Columns.LOSS_MASK is used to denote environment steps that are virtual, or otherwise shouldn’t be used for weight updates. But the purpose of including masked steps at all seems to be for the sake of the GAE. Why doesn’t the GAE simply discard these masked steps when it’s done, instead of having the learner run computations on them and then discard the resulting gradients when the mask is applied?
Put another way, why not run the following pseudocode in a connector that is applied after GeneralAdvantageEstimation finishes computing value targets and advantages?
for agent in batch:
agent_batch = batch[agent]
loss_mask = agent_batch[Columns.LOSS_MASK]

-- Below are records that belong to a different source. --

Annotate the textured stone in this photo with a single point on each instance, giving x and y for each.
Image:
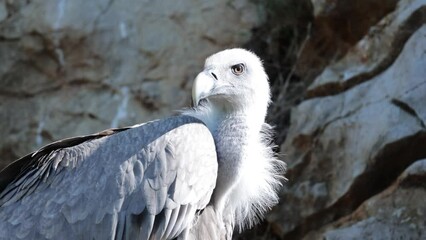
(344, 147)
(397, 213)
(76, 67)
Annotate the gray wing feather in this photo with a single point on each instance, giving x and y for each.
(147, 181)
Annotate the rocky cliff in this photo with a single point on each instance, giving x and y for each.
(357, 141)
(76, 67)
(349, 89)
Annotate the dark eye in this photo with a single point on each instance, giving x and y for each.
(238, 69)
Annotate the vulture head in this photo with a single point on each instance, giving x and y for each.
(233, 82)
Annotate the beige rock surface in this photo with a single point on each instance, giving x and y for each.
(76, 67)
(345, 145)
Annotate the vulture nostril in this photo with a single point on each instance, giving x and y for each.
(214, 75)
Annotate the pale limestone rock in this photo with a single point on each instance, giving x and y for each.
(397, 213)
(356, 140)
(76, 67)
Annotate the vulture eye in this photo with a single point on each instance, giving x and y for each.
(238, 69)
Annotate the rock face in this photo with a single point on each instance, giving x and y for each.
(356, 143)
(76, 67)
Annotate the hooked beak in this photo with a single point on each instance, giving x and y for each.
(203, 86)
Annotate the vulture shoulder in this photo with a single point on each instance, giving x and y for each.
(146, 181)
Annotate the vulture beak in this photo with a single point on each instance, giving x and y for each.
(203, 85)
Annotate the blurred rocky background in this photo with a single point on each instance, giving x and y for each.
(349, 91)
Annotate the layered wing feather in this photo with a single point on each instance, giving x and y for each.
(145, 182)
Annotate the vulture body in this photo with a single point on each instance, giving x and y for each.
(192, 176)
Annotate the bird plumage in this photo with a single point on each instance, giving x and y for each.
(193, 176)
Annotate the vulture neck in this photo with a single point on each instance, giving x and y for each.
(241, 158)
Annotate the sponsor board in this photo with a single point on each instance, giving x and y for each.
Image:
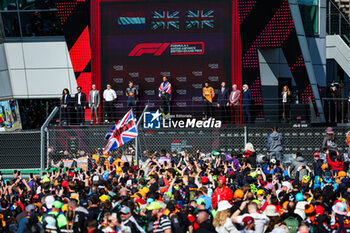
(155, 120)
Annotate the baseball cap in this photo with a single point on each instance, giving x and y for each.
(222, 179)
(247, 221)
(306, 179)
(200, 201)
(299, 197)
(260, 192)
(49, 201)
(57, 204)
(51, 222)
(287, 184)
(71, 175)
(204, 180)
(154, 206)
(329, 130)
(104, 198)
(238, 194)
(125, 210)
(30, 208)
(254, 174)
(319, 210)
(342, 174)
(328, 173)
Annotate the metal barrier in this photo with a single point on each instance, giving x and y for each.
(78, 141)
(337, 110)
(270, 111)
(20, 150)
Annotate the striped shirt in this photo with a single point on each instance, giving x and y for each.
(161, 224)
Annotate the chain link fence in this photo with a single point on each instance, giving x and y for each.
(20, 150)
(72, 142)
(67, 143)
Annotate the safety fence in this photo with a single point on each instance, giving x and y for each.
(20, 150)
(71, 142)
(270, 110)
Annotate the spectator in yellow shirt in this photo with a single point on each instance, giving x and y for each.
(208, 94)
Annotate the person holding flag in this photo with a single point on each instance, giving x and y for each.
(124, 131)
(165, 95)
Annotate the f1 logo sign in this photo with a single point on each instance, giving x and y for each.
(176, 48)
(148, 48)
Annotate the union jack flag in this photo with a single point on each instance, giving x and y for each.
(124, 131)
(165, 20)
(165, 87)
(110, 132)
(200, 19)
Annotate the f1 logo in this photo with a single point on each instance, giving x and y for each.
(148, 48)
(151, 120)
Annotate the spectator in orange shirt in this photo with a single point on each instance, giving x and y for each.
(208, 94)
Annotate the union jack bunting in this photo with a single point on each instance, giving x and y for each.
(125, 131)
(200, 19)
(110, 132)
(165, 87)
(165, 20)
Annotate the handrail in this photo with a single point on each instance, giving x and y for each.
(42, 142)
(342, 13)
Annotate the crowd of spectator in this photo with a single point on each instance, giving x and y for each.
(178, 193)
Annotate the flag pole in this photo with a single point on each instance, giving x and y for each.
(137, 138)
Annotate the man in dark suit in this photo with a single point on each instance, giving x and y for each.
(65, 107)
(224, 102)
(235, 102)
(246, 101)
(80, 105)
(94, 103)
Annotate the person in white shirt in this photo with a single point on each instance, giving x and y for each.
(261, 220)
(80, 106)
(109, 96)
(94, 103)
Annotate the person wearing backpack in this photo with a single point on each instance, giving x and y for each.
(23, 223)
(290, 212)
(179, 222)
(292, 224)
(222, 193)
(81, 214)
(127, 225)
(56, 213)
(159, 223)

# drop loss mask from agent's batch
del agent_batch[Columns.LOSS_MASK]
for key in agent_batch:
# discard masked steps before passing data to learner
agent_batch[key] = agent_batch[key][loss_mask]
We could then strip out the possibly_masked_mean logic in the learner.
RLlib keeps masked steps (e.g., those added by AddOneTsToEpisodesAndTruncate for bootstrapping) in the batch so that the GAE computation can use them for value estimation, but then applies Columns.LOSS_MASK during loss calculation to ensure only valid steps contribute to gradients. This design allows the batch to maintain correct sequence alignment and padding (especially for RNNs/LSTMs), and ensures that all tensors remain the same shape, which is important for efficient batching and parallelization. Stripping out masked steps before the learner would break this alignment and complicate handling of stateful models and multi-agent cases, which is why the mask is applied during loss computation instead of physically removing the steps from the batch. See ppo_torch_learner.py and add_one_ts_to_episodes_and_truncate.py for details.
If you want more detail on the technical reasons or alternatives, let me know.
I’ve interacted heavily with both of those files, and I don’t really see how they depend on masked steps not being removed. An LSTM or a transformer certainly wouldn’t want virtual steps mixed into its state calculation or attention calculations, as that would break consistency with the original action distributions (I don’t think this comes up in any of the production code, though - virtual steps only appear after all legitimate ones in an episode).